Content Transformation - Vectorizer

Using embeddings is one of the key ingredients for vector search and Retrieval Augmented Generation (see Retrieval Augmented Generation ). The Vectorizer stage uses an embedding provided by a large language model to generate a vector representations for the given document.

In particular, two vectors will be generated. One for the title field and one for the document contents.

The resulting vector(s) will later-on be indexed along with the “normal” document metadata and contents. This means, the vectors will be added as additional fields to the document before indexing.

Configuration Parameters

  1. Type: here you can configure the type of your language model provider. The Suite supports Open Llama as a local model, as well as Azure OpenAI GPT. In future, more models are planned for being supported.

    1. Open Llama configuration

      1. Embedding model: here you can provide the name of the embedding model, you want to use. For example mxbai-embed-large

      2. Use authentication. If enabled, the Suite can use basic authentication for communicating with the embedding endpoint. Please provide an according username and password.

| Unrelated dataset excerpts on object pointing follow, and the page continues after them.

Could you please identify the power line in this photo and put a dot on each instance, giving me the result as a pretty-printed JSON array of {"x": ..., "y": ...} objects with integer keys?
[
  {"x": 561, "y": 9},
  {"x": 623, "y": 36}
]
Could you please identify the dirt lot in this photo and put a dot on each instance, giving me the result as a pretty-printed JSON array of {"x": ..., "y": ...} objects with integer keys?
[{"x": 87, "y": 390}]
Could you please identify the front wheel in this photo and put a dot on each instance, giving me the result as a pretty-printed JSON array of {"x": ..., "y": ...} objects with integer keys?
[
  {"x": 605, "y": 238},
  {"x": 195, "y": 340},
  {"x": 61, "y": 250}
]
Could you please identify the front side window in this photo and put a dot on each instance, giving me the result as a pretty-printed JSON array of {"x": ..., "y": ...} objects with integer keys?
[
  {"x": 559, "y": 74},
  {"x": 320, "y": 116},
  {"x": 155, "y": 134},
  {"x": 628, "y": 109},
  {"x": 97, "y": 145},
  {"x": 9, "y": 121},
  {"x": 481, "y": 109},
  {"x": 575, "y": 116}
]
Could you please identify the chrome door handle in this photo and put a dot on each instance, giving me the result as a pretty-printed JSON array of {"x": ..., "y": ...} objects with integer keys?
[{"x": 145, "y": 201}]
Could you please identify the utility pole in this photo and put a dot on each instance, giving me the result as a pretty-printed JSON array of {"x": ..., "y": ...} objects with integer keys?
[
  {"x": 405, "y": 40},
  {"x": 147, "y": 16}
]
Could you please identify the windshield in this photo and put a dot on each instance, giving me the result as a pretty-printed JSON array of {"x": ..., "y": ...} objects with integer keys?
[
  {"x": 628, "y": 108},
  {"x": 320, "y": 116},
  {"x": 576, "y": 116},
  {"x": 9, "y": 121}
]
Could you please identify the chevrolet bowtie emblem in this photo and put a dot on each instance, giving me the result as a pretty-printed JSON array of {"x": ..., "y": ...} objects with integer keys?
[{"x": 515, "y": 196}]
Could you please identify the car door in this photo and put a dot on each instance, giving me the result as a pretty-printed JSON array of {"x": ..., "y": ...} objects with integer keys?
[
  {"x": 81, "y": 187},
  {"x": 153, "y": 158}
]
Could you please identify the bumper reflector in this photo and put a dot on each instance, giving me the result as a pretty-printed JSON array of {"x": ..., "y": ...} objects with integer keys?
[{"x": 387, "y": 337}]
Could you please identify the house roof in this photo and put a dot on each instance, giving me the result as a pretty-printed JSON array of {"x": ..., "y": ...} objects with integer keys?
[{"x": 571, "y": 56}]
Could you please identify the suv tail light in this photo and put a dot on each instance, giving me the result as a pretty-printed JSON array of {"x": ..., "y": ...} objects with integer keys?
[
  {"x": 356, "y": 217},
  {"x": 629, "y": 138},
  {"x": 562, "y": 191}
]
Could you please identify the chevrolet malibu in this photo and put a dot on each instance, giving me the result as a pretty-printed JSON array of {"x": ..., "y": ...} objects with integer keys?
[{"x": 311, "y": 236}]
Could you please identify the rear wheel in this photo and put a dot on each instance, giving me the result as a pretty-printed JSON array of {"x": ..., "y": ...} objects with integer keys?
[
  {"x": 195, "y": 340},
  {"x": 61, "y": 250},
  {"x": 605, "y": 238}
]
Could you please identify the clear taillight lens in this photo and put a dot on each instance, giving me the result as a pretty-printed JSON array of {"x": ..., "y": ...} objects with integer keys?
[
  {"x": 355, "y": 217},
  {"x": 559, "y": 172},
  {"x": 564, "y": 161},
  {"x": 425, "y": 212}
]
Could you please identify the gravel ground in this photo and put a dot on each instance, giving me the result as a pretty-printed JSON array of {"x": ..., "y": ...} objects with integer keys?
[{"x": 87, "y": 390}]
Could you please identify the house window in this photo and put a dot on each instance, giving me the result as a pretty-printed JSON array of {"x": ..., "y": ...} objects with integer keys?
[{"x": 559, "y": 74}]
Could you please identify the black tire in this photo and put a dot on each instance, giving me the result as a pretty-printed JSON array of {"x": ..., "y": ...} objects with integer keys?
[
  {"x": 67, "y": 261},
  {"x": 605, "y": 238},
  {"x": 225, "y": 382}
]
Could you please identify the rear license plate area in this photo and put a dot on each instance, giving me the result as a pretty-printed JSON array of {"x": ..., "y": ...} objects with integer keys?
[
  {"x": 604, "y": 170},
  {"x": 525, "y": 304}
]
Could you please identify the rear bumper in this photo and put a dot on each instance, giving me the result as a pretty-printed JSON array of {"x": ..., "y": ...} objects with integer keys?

      3. Public keys for SSL certificates: this configuration is needed, if you run the environment with self-signed certificates, or certificates which are not known to the Java key store.
        We use a straight-forward approach to validate SSL certificates. In order to render a certificate valid, add the modulus of the public key into this text field. You can access this modulus by viewing the certificate within the browser.

    2. Azure OpenAI GPT configuration

      1. GPT Endpoint: Offer the endpoint such as <https://<baseUrl>>.openai.azure.com/openai/deployments/<deploymentName>/chat/embeddings?api-version=<version>

      2. Password: here please add your API key which you can configure in the OpenAI configuration in the Azure portal.